No woman should ever have to give birth to a baby without the proper support. In the Eastern Democratic Republic of Congo, as the BBC reports, women are delivering while hiding in bushes, their labour having been triggered by the stress of fleeing the constant violence around them. Babies and mothers are dying from TETANUS. Not complicated low-frequency conditions that are a challenge to any health care system. Tetanus. A disease preventable with clean implements, clean water, and soap. Otherwise perfectly healthy moms and babies are being lost to conditions that the lowest-paid hospital orderly can correct.

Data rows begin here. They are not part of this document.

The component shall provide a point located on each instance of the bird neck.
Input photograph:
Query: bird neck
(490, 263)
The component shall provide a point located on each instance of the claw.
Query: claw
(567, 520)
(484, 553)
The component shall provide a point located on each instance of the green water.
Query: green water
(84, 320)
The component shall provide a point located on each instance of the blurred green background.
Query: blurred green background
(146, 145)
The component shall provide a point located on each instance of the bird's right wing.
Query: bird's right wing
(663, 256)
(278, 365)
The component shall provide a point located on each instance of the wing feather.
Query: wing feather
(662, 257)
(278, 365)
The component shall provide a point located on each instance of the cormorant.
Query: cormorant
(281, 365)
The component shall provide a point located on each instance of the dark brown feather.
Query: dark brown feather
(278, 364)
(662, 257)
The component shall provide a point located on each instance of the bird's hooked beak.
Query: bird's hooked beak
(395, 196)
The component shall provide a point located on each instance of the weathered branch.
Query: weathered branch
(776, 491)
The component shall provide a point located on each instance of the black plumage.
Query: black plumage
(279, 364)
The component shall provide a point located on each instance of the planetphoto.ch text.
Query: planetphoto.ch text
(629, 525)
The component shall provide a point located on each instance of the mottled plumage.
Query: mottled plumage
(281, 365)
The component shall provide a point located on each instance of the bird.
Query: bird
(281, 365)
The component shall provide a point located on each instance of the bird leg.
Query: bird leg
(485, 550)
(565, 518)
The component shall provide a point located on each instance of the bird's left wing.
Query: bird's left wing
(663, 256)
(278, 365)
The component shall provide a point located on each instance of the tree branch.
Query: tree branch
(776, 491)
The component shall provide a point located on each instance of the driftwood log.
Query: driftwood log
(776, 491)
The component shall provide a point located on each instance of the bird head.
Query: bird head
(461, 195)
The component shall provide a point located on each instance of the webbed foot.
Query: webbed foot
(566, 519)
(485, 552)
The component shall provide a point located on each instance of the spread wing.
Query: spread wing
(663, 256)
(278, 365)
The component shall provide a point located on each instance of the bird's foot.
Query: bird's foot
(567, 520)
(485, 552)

Some NGO's are providing clean birth kits, including rubber gloves, a clean razor, a piece of string, and some soap. But these, according to the BBC's source, are in "eggregiously short supply" in areas like North Kivu.

My wife Annette is about to give birth to our third child. This is an occassion for joy and celebration and blessing, and there is not hint of fear, apprehension, or worry about the baby's health or Annette's. I thank God for this grace, and I pray for it to extend very soon to the women of the Eastern DRC. I pray through flowing tears that the violence and the systemic rape will stop immediately and that some measure of dignity can be restored to as many of these beautiful people created in His image as possible. Jesus DIED for them. I call all the legions of angels in the name of the King of Heaven to bring the will of God to bear TODAY in the crisis. Stop bullets and divert sexual assailants in their tracks. Let God's plan for childbirth be enacted and celebrated, especially where mothers and midwives are relying on their own techniques without any backup. May the children traumatized by this senseless war be preserved supernaturally by the power of God.

And meanwhile, as God's work continues to be accomplished by the prayers and the FINANCES of God's people on earth, and as rich nations live in their opulence, may QUACKS like this guy be silenced.

(This video is actually the initial idea for the post, which evolved into a much bigger picture, but the point is that a pastor wasting his breath berating an excellent politician quite personally and vindictively for trying to bring some justice to a health care system that heavily favours the rich.....is just inconceivable. I don't know what to say about this. God have mercy on his soul.)